The idea of assigning ONE curvature to all four space-time coordinates, including time, does not make a lot of sense in a universe that we expect to be different at different points in time, since including the time dimension, the universe is NOT homogenous and isotropic (it DOES matter at which time you look, and it DOES matter if you look in the direction of the past or towards the future).
Mathematically you cannot assign a curvature to ONLY the time component, because a one-dimensional space cannot have curvature (there are no angles between different points that you could measure).

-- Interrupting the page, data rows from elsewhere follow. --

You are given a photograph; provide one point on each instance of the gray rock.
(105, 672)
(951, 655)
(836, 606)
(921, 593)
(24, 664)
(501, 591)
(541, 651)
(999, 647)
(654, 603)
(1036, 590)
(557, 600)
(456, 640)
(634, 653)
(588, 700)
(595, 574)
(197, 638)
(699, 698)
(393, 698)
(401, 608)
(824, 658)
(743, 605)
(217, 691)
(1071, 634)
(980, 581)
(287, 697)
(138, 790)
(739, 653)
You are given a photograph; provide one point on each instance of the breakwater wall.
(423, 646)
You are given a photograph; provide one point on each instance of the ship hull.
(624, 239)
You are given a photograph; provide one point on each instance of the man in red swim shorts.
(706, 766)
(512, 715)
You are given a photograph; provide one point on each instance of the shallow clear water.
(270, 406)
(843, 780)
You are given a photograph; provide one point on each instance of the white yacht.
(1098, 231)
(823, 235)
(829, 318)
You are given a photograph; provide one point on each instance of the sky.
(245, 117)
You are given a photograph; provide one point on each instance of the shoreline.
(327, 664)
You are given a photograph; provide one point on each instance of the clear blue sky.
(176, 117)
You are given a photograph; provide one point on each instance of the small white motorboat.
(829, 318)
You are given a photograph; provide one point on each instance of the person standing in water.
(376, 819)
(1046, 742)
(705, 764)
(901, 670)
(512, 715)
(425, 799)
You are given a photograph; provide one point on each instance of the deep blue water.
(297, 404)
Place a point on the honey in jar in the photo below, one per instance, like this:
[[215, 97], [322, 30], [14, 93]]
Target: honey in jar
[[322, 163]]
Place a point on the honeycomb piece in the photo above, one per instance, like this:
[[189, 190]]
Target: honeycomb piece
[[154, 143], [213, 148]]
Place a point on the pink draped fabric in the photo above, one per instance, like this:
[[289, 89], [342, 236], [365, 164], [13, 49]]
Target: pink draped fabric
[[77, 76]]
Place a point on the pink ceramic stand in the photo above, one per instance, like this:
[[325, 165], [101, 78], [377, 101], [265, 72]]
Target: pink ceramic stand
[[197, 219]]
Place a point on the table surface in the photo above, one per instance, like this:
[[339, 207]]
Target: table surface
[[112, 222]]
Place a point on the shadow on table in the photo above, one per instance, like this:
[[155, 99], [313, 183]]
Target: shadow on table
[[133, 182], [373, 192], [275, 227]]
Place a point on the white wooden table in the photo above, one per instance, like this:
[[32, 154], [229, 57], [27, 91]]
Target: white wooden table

You could think of a universe where time loops, being a circle, I think this would correspond to your idea of time having $k=1$ (which, again, it has not, since mathematically a 1D circle still has no curvature). I think this would make it harder to solve the Friedmann equations compared to Standard cosmology, since you would have boundary conditions for $a(t)$ at the beginning and everytime the time component loops, which for example forbids exponential growth as in a dark energy dominated universe.